How big are TLS records during a handshake? posted June 2017

I've asked some TLS size questions on Twitter and got some nice results :]

Around how many bytes is a Client Hello in TLS 1.2?

— David Wong (@lyon01_david) June 22, 2017

Approximately how many byte is a Server Hello in TLS 1.2?

— David Wong (@lyon01_david) June 22, 2017

People mostly got it right for the Client Hello. But it wasn't as easy for the Server Hello.

Client Hello → 212 bytes

Server Hello → 66 bytes

These are just numbers I got from a TLS 1.2 handshake with a random website. These numbers are influenced by the browser I use and the configuration of the server. But they should be close to that range anyway as the structure of a Client Hello or a Server Hello are quite simple.

In a TLS 1.2 handshake. What is bigger?

— David Wong (@lyon01_david) June 22, 2017

A better question would be: what is the bigger message? and the Client Hello would always win. This is because the Server Hello only replies with one choice from the list of choices the client proposed. For example the server will choose only one ciphersuite from the 13 suites the client proposed. The server will choose one curve from the 3 different curves proposed by the client. The server will choose a single signature algorithm from the client's 10 propositions. And on and on...

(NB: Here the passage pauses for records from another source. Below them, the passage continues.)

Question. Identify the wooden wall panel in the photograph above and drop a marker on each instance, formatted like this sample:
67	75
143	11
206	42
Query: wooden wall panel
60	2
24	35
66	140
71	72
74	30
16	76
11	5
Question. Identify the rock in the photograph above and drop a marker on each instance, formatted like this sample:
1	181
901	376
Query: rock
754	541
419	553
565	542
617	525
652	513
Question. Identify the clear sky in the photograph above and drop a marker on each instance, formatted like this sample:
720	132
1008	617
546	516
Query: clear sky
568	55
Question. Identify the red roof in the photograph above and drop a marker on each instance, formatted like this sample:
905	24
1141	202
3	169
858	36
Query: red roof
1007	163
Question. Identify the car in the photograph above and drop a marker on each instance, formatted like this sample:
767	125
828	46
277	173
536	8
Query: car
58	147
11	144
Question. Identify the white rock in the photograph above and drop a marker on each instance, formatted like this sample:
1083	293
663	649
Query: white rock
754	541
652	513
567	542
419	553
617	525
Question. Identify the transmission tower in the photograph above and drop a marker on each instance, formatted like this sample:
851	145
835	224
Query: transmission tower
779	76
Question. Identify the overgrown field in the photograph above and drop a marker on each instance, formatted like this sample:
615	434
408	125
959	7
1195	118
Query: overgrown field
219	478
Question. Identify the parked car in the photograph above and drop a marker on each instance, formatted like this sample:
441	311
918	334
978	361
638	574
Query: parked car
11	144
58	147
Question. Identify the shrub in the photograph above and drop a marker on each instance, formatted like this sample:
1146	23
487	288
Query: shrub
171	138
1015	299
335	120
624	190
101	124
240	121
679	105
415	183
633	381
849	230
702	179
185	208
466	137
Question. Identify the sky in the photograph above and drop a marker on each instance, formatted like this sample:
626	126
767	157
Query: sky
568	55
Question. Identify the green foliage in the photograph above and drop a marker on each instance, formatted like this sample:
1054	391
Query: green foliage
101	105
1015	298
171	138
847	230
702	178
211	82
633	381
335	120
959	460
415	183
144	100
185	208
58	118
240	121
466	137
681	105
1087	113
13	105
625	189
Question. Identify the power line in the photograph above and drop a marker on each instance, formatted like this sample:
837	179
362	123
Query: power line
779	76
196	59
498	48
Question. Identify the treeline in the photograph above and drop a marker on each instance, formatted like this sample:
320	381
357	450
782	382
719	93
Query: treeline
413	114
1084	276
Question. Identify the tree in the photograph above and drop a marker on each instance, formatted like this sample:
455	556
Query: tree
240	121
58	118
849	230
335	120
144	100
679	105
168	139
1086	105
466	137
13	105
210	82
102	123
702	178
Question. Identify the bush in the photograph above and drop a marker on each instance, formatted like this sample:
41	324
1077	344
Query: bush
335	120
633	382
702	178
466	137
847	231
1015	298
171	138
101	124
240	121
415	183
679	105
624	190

Approximately how many bytes is a Server's Certificate in TLS 1.2?

— David Wong (@lyon01_david) June 22, 2017

Everyone (mostly) got this one!

Certificate → 2540 bytes

Obviously, this is the biggest message of the handshake by far. The number I got is from receiving two different certificates where each certificate is about a thousand bytes. This is because servers tend to send the full chain of certificates to the client, longer chains will increase the size of this message. Probably why there are propositions for a certification compression extension.

Approximately how many bytes is a ClientKeyExchange in TLS 1.2?

— David Wong (@lyon01_david) June 22, 2017

Approximately how many bytes is a ServerKeyExchange in TLS 1.2?

— David Wong (@lyon01_david) June 22, 2017

ServerKeyExchange → 338 bytes

ClientKeyExchange → 75 bytes

Both of these messages include the peer's public key during ephemeral key exchanges. But the ServerKeyExchange additionally contains the parameters of the key exchange algorithm and a signature of the server's public key. In my case, the signature was done with RSA-2048 and of size 256 bytes, while the NIST p256 public keys were of size 65 bytes.

Using ECDSA for signing, signatures could have been smaller. Using FFDH for the key agreement, public keys could have been bigger.
Tim Dierks also mentioned that using RSA-10000 would have drastically increased the size of the ServerKeyExchange.
Maybe a better question, again, would be which one is the bigger message.

Which one is bigger in a TLS 1.2 handshake?

— David Wong (@lyon01_david) June 22, 2017

People mostly got it right here!

The rest of the handshake is negligible:

ChangeCipherSpec is just 6 bytes indicating a switch to encryption, it will always be the same size no matter what kind of handshake you went through, most of its length comes from the record's header.

Finished is 45 bytes. Its content is a MAC of the handshake transcript, but an additional MAC is added to protect the integrity of the ciphertext (ciphertext expansion). Remember, Finished is the first (and only) encrypted message in a handshake.